A challenging environment for police forces
Police forces are more than capable of incorporating new technologies and systems in specific ways, limiting their use to particular purposes and setting standards of performance and accountability. A tapestry of rules and regulations already surrounds the use of digital cameras, smartphones, personal computers, the compilation of case files and the processing of digital information, among other technologies, in a variety of policing contexts. Therefore we should not immediately discount the ability of police services, parliament, government bodies and civil society to work together to build a sensible architecture around predictive and AI policing systems. However, a variety of external pressures can cause police forces to eschew historical antecedents. Projections suggest that police services across the UK will be hundreds of millions of pounds in deficit by 2021 (National Audit Office, 2016).

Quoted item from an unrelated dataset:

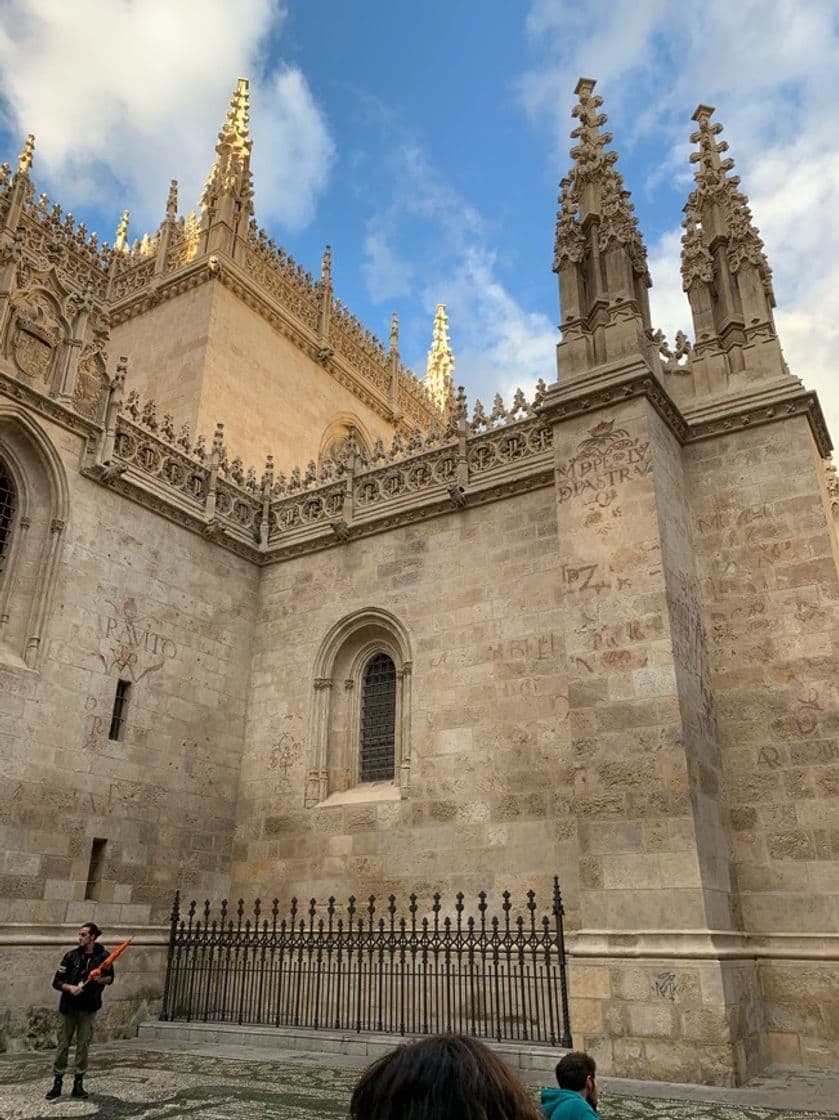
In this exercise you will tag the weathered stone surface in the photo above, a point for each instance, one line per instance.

Years of austerity mean that the wider criminal justice system is faced with an “avalanche of problems” from the inability' to gather and present crucial evidence within shorter timeframes to a growing shortage of solicitors and socio-economic barriers to legal aid (Law Society, 2019: 14). Complicating the landscape further is the fact that a broader shift from policing as a reactive, crime-fighting role to more of a victim-focused, risk-based, preventative role is taking place in various crime areas. Addressing these problems through cost-effective and scalable technologies carries a particular attraction. Police forces may even consider the procurement of such technologies to be necessary to carry out their basic functions and to maintain the rule of law with the limited resources available to them (Ibid).

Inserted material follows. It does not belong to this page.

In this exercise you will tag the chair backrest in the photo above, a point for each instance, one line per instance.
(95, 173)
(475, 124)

Not only are police services attracted to the promise of innovative predictive and AI technologies but they also have broad appeal across the political spectrum. British governments have provided millions of pounds of funding to police services to implement digital transformation projects in recent years. Public support is also palpable. The promise of drastically reduced crime rates, increased public safety, better value for money and smart-on-crime policies ticks many boxes. These factors arguably create quite strong incentives for police services to develop and employ digital technologies within remarkably short timeframes. Their allure is such that some police services have even procured them with little or no competitive bidding or evidence that they work in practice (Stevenson, 2018; Valentine, 2019). The culture of positive discourse around predictive and AI technologies in policy-making circles allied to the financial and external pressures to use them to ‘fix’ policing has created a challenging, and potentially toxic, environment. Stakeholders and the public should be cognisant of these incentives and pressures as they proceed, for they may serve to drown out the critics. In this vein of thought, we endeavour in the next two sections to introduce the reader to predictive policing and AI as two distinct, yet overlapping, features of modern policing, each with their own unique processes and issues. Generating greater clarity around what they represent is surely a step in the right direction.
What is predictive policing?
Predictive policing is a relatively new concept that involves the application of analytical techniques to data for the purposes of generating statistical predictions about events so that something can be done about them in advance. It is tempting to discuss factors such as crime and harm prevention in a description of predictive policing, but it arguably has more general qualities. Predictions can concern offenders, victims, police behaviour and organisational efficiencies among an array of other applications. Calculating the risk that X may lead to Y in any policing context and doing something about X or У could be construed as predictive policing. Commentators have even pointed out that predictive policing is a misnomer since a prediction is usually subjective, relies upon intuition, often involves a right or wrong outcome and is nonreproducible, whereas a process that is objective, scientific and reproducible and comes with an associated probability' is better described as a ‘forecast’ (Perry et al., 2013). Although much of what happens in this field would be better described as forecasting, it is predictive policing rather than forecast policing that has become the more popular term (Ratcliffe, 2019). What we do know is that there should be two key parts to predictive policing in practice: 1) generating a prediction, and 2) carrying out some type of policing intervention, investigation or activity' as a result (Perry et al., 2013).